Neutropenic patients are at high risk for catheter-related bloodstream infections (CRBSI). Especially those with a neutrophil count of less than 100/uL are at increased risk. CRBSI was higher in hematologic malignancies than in solid tumors.[18,19] Ghanem et al. found the mean duration of antibiotic therapy in CRBSI was 20.2 days with hematologic and solid tumors.[20] The mean duration of antibiotic treatment in CRBSI in this study was 18 days and was longer as studies in the literature.[18,20]
FN-related mortality rates range from 2% to 20% in most studies.[21,22,23] In a multicenter randomized study of 611 febrile neutropenic patients, the mortality rate was 7.6% in the group where empiric vancomycin was started.
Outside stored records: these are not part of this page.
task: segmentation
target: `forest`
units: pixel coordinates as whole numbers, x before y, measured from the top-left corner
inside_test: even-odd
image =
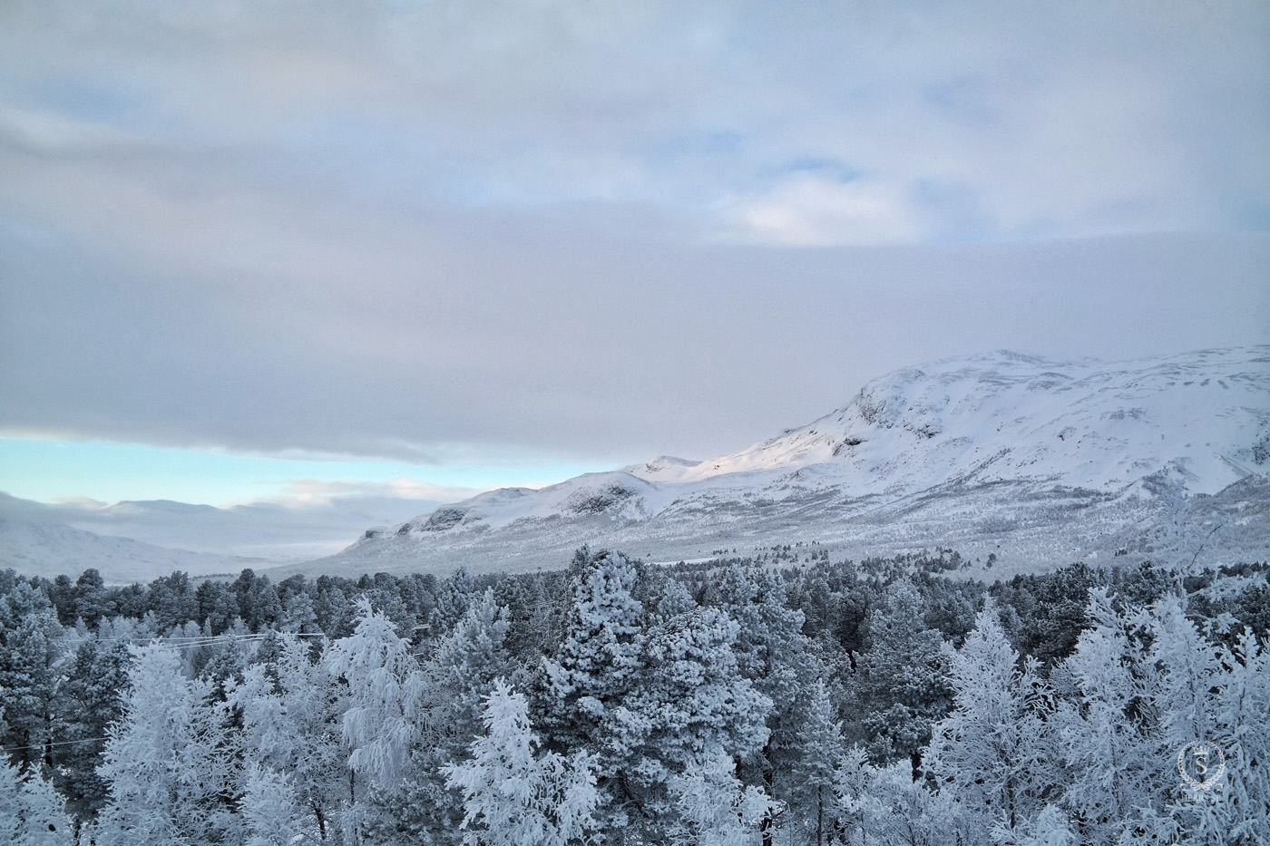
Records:
[[[0,841],[1270,842],[1267,564],[963,564],[3,572]]]

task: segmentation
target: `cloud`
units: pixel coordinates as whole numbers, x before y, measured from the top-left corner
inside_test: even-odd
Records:
[[[1267,29],[1264,3],[11,3],[0,431],[616,466],[925,358],[1264,342]]]

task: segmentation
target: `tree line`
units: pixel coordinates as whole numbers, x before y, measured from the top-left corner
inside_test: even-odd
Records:
[[[1270,838],[1265,564],[781,563],[0,573],[0,838]]]

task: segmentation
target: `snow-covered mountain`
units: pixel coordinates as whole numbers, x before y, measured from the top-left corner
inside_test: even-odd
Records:
[[[1270,347],[1119,363],[1012,352],[908,367],[707,461],[663,456],[504,488],[368,531],[310,572],[559,567],[818,541],[952,546],[996,573],[1072,560],[1270,555]],[[1203,549],[1201,549],[1203,546]]]
[[[182,570],[190,575],[237,574],[274,561],[194,553],[109,537],[60,523],[0,520],[0,569],[25,575],[77,577],[97,569],[110,584],[150,582]]]

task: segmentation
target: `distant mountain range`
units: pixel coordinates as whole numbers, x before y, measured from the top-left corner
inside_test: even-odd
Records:
[[[442,506],[284,568],[558,568],[582,544],[654,561],[810,544],[954,547],[993,575],[1270,558],[1270,347],[1105,363],[994,352],[908,367],[707,461],[663,456]]]
[[[907,367],[740,452],[491,490],[312,560],[298,560],[296,539],[329,544],[348,514],[331,511],[319,527],[321,513],[273,507],[117,503],[74,521],[56,508],[69,507],[0,494],[0,567],[95,567],[116,582],[244,567],[279,578],[516,572],[560,568],[583,544],[652,561],[785,545],[856,559],[951,547],[988,578],[1076,560],[1266,560],[1270,346],[1120,363],[996,352]],[[201,539],[204,550],[232,539],[246,556],[156,545]],[[282,550],[291,563],[271,567]]]

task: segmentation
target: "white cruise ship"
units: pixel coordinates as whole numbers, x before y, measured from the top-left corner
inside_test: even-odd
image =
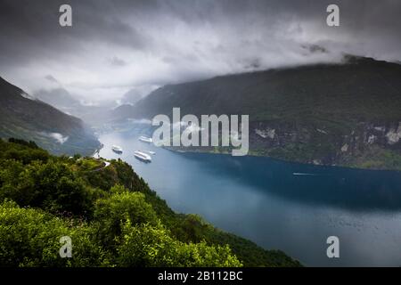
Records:
[[[121,147],[119,147],[119,146],[118,146],[118,145],[113,145],[113,146],[111,147],[111,150],[112,150],[114,152],[117,152],[117,153],[122,153],[122,149],[121,149]]]
[[[144,136],[144,135],[141,135],[139,137],[139,140],[141,142],[149,142],[149,143],[153,142],[153,140],[151,137],[147,137],[147,136]]]
[[[134,156],[138,159],[139,160],[144,161],[144,162],[151,162],[151,158],[149,154],[144,153],[143,151],[134,151]]]

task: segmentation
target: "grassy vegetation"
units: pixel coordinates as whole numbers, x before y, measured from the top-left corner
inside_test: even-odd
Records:
[[[1,266],[299,266],[176,214],[129,165],[0,140]],[[73,257],[61,258],[70,236]]]

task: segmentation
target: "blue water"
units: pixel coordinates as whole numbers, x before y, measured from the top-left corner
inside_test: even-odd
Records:
[[[199,214],[306,265],[401,265],[400,173],[178,153],[139,142],[143,132],[101,134],[100,155],[128,162],[176,212]],[[155,151],[152,162],[135,159],[135,150]],[[326,256],[331,235],[340,239],[340,258]]]

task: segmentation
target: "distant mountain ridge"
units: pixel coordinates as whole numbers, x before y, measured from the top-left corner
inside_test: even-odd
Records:
[[[2,77],[0,137],[35,141],[54,154],[89,155],[100,146],[82,120],[37,100]]]
[[[170,116],[173,107],[180,107],[182,115],[249,114],[251,154],[401,169],[401,66],[397,63],[347,55],[338,64],[169,85],[134,106],[116,109],[114,118]]]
In contrast, the mortality rate was 5.6% in patients who started linezolid.[24] In a study of 41,779 patients with febrile neutropenia in the United States, the in-hospital mortality rate was 9.5%. Mortality rates were 8% in solid tumors, 8.9% in lymphoma patients, and 14.3% in leukemia patients.[23] According to our results, the FN-related mortality rate was 18.3% higher than in most studies because 68% (n = 59) of the patients were diagnosed with acute leukemia. Mortality rates were 12.6% for acute leukemia, 3.4% for lymphoma, and 2.2% for multiple myeloma patients.
Mert et al. found that the most frequently isolated gram-positive bacteria were coagulase-negative Staphylococcus (CNS) in patients with hematologic malignancies.[25] Özdemir et al. reported that the most commonly isolated gram-positive bacteria were CNS and Enterococcus faecium in febrile neutropenic patients.[26] In our study, the most frequently isolated gram-positive bacteria were CNS and Enterococcus faecium, similar to other studies.
Limitations of our study include its small sample size, its retrospective nature, and not being evaluated by other guidelines.


This study is being conducted to evaluate the use of empiric glycopeptides in hematologic malignancy patients with FN. Our empiric glycopeptide treatment was highly compliant with the IDSA guideline. However, the adherence to discontinuation at 72 h of treatment was not high. In addition, our study showed mortality rate was higher in culture-positive patients. Therefore, glycopeptides with no microbiological evidence of gram-positive infection should be discontinued early according to the IDSA guideline.